As the West postures as the global guardian of human rights and democracy, it turns a blind eye – or worse, lends direct support – to the ongoing ethnic cleansing of Christians, Alawites, and Druze in Syria.
The recent Western-endorsed “political transition” has effectively handed over power to radical jihadists, who are now purging the very communities that have lived in the Levant for millennia. What we are witnessing is nothing short of a genocide, a methodical destruction of entire peoples whose only crime is existing outside the rigid framework of Sunni fundamentalism.
For over a decade, Western policymakers, intoxicated by their obsession with regime change, have destabilised Syria under the pretext of “democracy promotion”. The outcome? A shattered country where radical Islamist factions, backed by Turkey, Qatar, and Western intelligence networks, now hold power.
Of course, the so-called “moderate rebels” have revealed their true nature, cut from the same ideological cloth as ISIS and Al-Qaeda. Yet, instead of condemning this jihadist resurgence, Western governments and media have celebrated it as a victory for freedom.
In reality, this transition has opened the floodgates for mass persecution. In areas now controlled by these Islamist factions, Christians, Alawites, and Druze face execution, forced conversions, and the destruction of their churches and shrines.
Towns that were once bastions of coexistence – like Maaloula, Saidnaya, and Suqaylabiyah – are now targets for extermination. The very people who refused to bend the knee to Salafist terror are now being hunted down with Western complicity.
However, this genocide is not just a Middle Eastern tragedy. It is a European one too. The Christians of Syria and the Levant have, for centuries, identified as Rum (meaning “Roman”) and Antiochian Greeks – heirs to Byzantium, Hellenistic culture, and European civilisation.
These are not foreigners to us; they are our kin, a living extension of European identity in the Near East. They are descendants of a heritage that stretches back to Constantinople, the beating heart of European civilisation before it was choked by Ottoman blades.
They call themselves “Rum” not because they hail from Italy but because they embody the Eastern Roman legacy, the Orthodox soul of a Europe that once spanned the Mediterranean. Their churches dot the Levant, their liturgy hums in Greek and Aramaic, their traditions are a living thread to our own cultural tapestry.
Yet here they are, butchered by fanatics who see their crosses as targets, while Europe sips espresso and debates sanctions on Russia only. Do we realise that the destruction of these communities is not merely an attack on religious minorities, but a deliberate erasure of Europe’s cultural and spiritual footprint in the region?

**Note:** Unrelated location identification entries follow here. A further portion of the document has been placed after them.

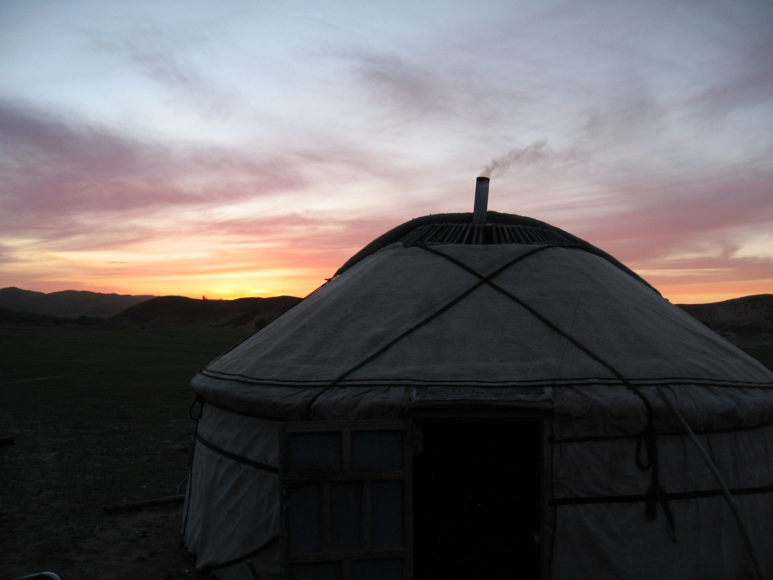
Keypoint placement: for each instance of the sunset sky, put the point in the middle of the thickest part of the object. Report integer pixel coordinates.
(248, 148)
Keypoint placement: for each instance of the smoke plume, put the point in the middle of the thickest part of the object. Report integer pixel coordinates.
(533, 153)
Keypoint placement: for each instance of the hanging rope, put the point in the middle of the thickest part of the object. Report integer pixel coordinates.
(718, 477)
(655, 493)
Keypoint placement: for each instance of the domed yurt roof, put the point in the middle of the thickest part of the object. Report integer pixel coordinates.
(501, 324)
(442, 307)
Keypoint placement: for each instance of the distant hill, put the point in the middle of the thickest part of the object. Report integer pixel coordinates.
(747, 315)
(247, 313)
(68, 304)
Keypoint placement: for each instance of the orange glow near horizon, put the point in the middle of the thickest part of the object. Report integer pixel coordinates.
(677, 287)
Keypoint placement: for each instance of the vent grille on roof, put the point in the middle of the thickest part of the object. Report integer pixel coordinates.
(490, 233)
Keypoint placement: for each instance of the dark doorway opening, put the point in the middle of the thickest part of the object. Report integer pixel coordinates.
(477, 486)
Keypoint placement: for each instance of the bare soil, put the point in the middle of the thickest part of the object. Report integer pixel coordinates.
(100, 417)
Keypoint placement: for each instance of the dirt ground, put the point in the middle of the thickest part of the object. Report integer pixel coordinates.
(85, 439)
(53, 525)
(99, 418)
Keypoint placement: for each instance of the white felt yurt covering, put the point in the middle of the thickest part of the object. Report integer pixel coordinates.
(549, 324)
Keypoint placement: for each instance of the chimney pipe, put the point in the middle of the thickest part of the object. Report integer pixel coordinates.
(481, 200)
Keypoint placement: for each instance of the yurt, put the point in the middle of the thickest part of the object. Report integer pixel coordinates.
(482, 396)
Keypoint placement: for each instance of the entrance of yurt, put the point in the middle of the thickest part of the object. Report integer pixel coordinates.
(477, 510)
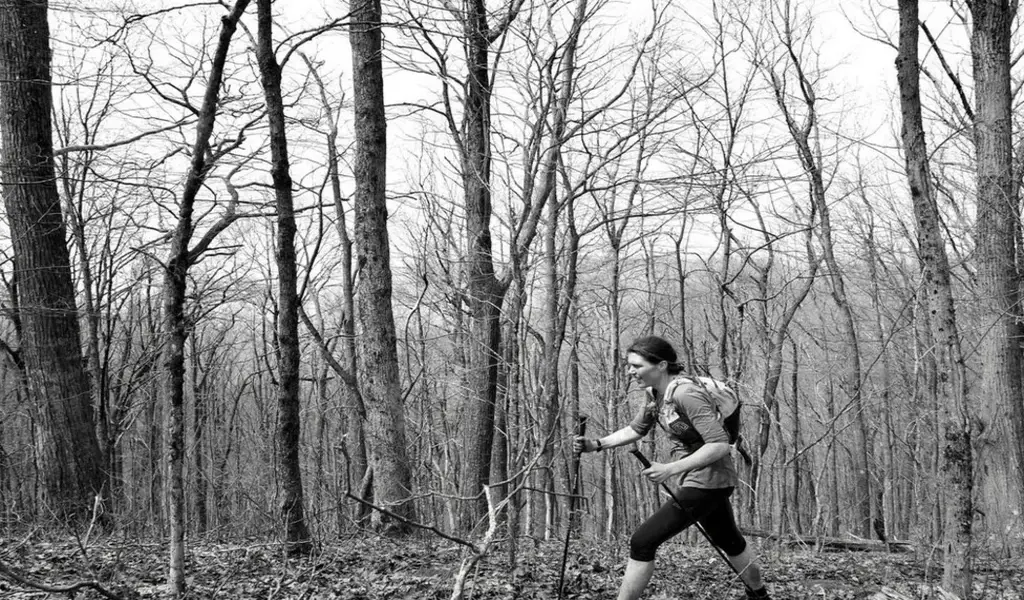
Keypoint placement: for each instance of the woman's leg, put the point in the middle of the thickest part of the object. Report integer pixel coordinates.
(748, 568)
(637, 576)
(721, 526)
(668, 521)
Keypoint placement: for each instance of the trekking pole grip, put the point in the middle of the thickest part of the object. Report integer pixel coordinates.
(639, 455)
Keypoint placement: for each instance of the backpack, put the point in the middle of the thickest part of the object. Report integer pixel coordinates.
(726, 400)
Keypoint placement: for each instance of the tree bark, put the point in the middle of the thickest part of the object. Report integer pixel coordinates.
(483, 294)
(297, 538)
(73, 470)
(378, 355)
(956, 473)
(996, 227)
(180, 258)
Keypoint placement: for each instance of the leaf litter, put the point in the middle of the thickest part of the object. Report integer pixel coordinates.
(419, 567)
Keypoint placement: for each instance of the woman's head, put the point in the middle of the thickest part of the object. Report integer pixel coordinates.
(645, 356)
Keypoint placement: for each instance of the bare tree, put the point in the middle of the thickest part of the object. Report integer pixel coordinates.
(377, 341)
(289, 422)
(802, 121)
(180, 258)
(997, 227)
(948, 356)
(73, 469)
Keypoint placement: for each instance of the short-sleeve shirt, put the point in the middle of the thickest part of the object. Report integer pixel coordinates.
(691, 420)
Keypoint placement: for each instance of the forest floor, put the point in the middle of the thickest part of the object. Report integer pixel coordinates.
(377, 568)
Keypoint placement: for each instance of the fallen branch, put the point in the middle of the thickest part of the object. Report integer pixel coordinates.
(824, 543)
(69, 590)
(409, 521)
(480, 551)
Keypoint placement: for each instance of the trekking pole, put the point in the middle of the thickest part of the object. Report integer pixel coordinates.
(572, 499)
(646, 465)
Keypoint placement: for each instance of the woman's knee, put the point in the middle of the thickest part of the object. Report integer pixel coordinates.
(642, 548)
(733, 546)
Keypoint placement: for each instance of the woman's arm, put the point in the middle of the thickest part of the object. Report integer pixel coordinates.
(622, 437)
(706, 455)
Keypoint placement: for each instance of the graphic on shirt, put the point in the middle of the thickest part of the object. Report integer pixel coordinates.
(668, 416)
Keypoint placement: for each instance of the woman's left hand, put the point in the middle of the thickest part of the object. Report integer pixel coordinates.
(659, 472)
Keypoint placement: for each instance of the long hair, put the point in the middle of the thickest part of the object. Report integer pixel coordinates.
(654, 349)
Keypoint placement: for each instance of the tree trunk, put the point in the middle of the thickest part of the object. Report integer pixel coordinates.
(73, 470)
(483, 293)
(997, 224)
(351, 402)
(289, 421)
(180, 258)
(956, 471)
(378, 355)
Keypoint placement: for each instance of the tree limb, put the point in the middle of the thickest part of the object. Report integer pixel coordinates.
(952, 76)
(69, 590)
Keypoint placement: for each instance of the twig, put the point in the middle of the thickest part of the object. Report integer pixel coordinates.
(467, 565)
(70, 590)
(409, 521)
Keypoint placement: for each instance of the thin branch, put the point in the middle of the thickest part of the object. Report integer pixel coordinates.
(103, 146)
(408, 521)
(952, 76)
(69, 590)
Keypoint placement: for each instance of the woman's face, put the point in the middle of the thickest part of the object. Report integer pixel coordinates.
(645, 372)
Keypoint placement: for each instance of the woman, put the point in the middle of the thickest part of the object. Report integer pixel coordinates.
(701, 475)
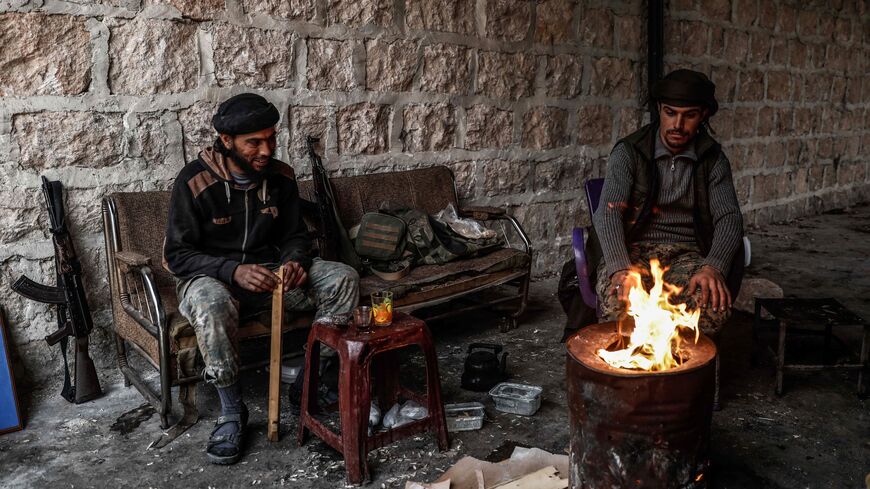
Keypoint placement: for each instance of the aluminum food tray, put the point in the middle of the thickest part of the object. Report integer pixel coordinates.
(522, 399)
(466, 416)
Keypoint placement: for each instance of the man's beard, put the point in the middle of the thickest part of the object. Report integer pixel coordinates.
(240, 160)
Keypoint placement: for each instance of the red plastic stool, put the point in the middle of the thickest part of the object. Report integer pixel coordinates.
(360, 353)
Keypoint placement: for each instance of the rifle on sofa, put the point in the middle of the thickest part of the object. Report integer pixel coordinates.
(335, 243)
(73, 314)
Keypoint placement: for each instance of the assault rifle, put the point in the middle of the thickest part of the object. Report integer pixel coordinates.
(73, 314)
(335, 243)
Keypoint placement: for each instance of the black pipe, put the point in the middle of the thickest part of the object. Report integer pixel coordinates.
(655, 49)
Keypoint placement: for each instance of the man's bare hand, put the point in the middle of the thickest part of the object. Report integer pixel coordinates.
(713, 289)
(294, 276)
(255, 278)
(621, 282)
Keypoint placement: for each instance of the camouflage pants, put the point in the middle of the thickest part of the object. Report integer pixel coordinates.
(214, 311)
(683, 260)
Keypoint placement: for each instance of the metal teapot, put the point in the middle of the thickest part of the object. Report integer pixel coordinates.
(483, 367)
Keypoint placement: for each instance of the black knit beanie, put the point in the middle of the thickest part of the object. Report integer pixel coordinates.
(245, 113)
(684, 88)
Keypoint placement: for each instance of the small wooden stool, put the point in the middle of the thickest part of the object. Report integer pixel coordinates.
(357, 352)
(829, 313)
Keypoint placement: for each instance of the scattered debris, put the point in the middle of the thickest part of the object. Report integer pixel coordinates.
(131, 420)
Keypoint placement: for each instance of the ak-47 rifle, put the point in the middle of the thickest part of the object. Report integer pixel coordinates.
(73, 314)
(335, 243)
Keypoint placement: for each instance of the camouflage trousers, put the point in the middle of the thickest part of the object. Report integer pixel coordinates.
(213, 310)
(682, 260)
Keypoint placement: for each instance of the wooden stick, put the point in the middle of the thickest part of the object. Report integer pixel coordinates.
(275, 359)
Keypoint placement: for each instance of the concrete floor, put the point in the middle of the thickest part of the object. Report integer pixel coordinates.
(816, 436)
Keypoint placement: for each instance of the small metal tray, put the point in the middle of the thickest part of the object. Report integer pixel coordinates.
(514, 398)
(466, 416)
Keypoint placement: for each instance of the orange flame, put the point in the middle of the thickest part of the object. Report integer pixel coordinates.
(656, 337)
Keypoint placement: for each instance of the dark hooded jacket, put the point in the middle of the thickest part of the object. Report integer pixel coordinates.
(215, 225)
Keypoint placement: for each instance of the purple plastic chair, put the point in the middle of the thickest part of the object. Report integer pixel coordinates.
(587, 289)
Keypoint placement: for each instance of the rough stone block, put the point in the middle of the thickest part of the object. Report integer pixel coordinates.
(545, 127)
(779, 86)
(716, 9)
(596, 28)
(694, 36)
(751, 86)
(488, 127)
(554, 20)
(725, 79)
(503, 177)
(560, 174)
(21, 215)
(548, 220)
(65, 139)
(736, 45)
(506, 75)
(285, 9)
(440, 15)
(196, 127)
(630, 120)
(44, 55)
(465, 178)
(808, 22)
(237, 64)
(390, 66)
(594, 125)
(363, 129)
(746, 12)
(152, 56)
(446, 69)
(767, 13)
(330, 65)
(307, 121)
(766, 121)
(194, 9)
(786, 19)
(360, 12)
(759, 50)
(744, 122)
(629, 32)
(429, 127)
(508, 20)
(563, 75)
(614, 77)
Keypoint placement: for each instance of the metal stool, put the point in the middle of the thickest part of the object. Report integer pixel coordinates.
(359, 353)
(821, 312)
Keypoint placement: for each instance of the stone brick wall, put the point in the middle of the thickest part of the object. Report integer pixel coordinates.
(792, 79)
(522, 99)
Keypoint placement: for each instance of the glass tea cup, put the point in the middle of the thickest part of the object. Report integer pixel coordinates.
(362, 318)
(382, 308)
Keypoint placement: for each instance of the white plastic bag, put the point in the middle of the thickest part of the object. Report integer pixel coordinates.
(467, 228)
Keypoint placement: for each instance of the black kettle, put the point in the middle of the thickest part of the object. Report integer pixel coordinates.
(483, 367)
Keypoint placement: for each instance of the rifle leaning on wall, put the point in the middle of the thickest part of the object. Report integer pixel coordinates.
(73, 314)
(335, 243)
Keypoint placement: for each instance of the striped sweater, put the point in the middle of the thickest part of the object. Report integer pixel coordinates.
(672, 221)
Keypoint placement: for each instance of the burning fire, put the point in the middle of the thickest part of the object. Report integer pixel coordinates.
(655, 342)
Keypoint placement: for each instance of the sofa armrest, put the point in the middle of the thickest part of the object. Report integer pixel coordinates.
(482, 213)
(127, 260)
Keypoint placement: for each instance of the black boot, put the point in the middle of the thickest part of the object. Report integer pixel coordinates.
(225, 442)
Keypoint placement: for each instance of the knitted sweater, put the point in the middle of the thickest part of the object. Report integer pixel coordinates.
(671, 221)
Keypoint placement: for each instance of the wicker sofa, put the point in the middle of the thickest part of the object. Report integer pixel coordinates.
(145, 307)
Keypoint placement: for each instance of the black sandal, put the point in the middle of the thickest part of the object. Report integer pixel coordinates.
(227, 455)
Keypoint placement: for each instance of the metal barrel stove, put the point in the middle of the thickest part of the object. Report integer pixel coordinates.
(636, 429)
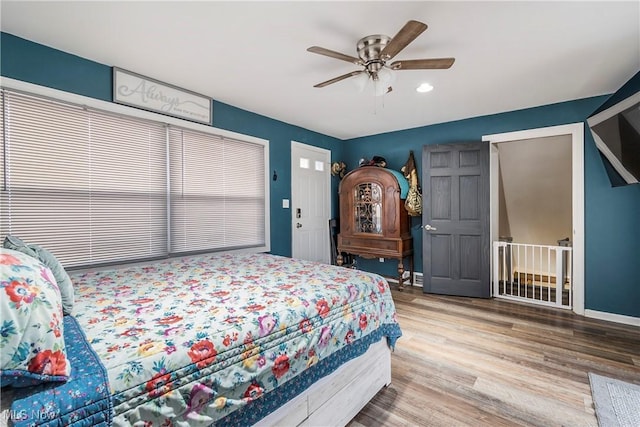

Where is the European Union? Where are the Christian leaders of the West? Silent. Or to be honest, worse than silent: they are endorsing the very forces responsible. Brussels, London, and Washington shed crocodile tears over “human rights” while backing the jihadists who desecrate the ancient churches of Syria, that have stood for over a thousand years.
At the heart of this carnage is Turkey, the ever-ambitious heir to the Ottoman Empire, whose hands are stained with the blood of Armenians, Greeks, and Assyrians from past genocides.
Ankara has long harboured plans to reshape northern Syria, flooding it with loyalist Islamist mercenaries while driving out native Christians, Alawites, and Kurds. Erdogan’s expansionist vision is no secret. He envisions a Sunni caliphate stretching from Anatolia into the Arab world, one where non-Muslims and heterodox Muslims have no place.
And yet the EU continues to appease Erdogan, funnelling billions into his war machine under the guise of “refugee agreements”. The West, instead of sanctioning Turkey for its complicity in jihadist expansionism, rewards it with strategic concessions. It is a grotesque betrayal, not just of Syria’s minorities, but of Europe’s own geopolitical and historical interests.
This is not just another war in the Middle East. It is a civilisational struggle, one where the survival of the last European Christians in the Near East is at stake. Europe must awaken from its slumber and recognise that this is our fight too.
If we continue to allow jihadi-sympathisers and Sunni imperialists to dictate Syria’s fate, we will soon find that the last Rum Christians of the East have vanished, their churches reduced to rubble, their heritage erased.
History will not forgive those who stand idle while a jihadist regime, propped up by the very governments that claim to uphold democracy, commits ethnic cleansing under our watch. If the West truly stands for human rights, let it prove it now. Not with empty words, but with action. The time for silence is over.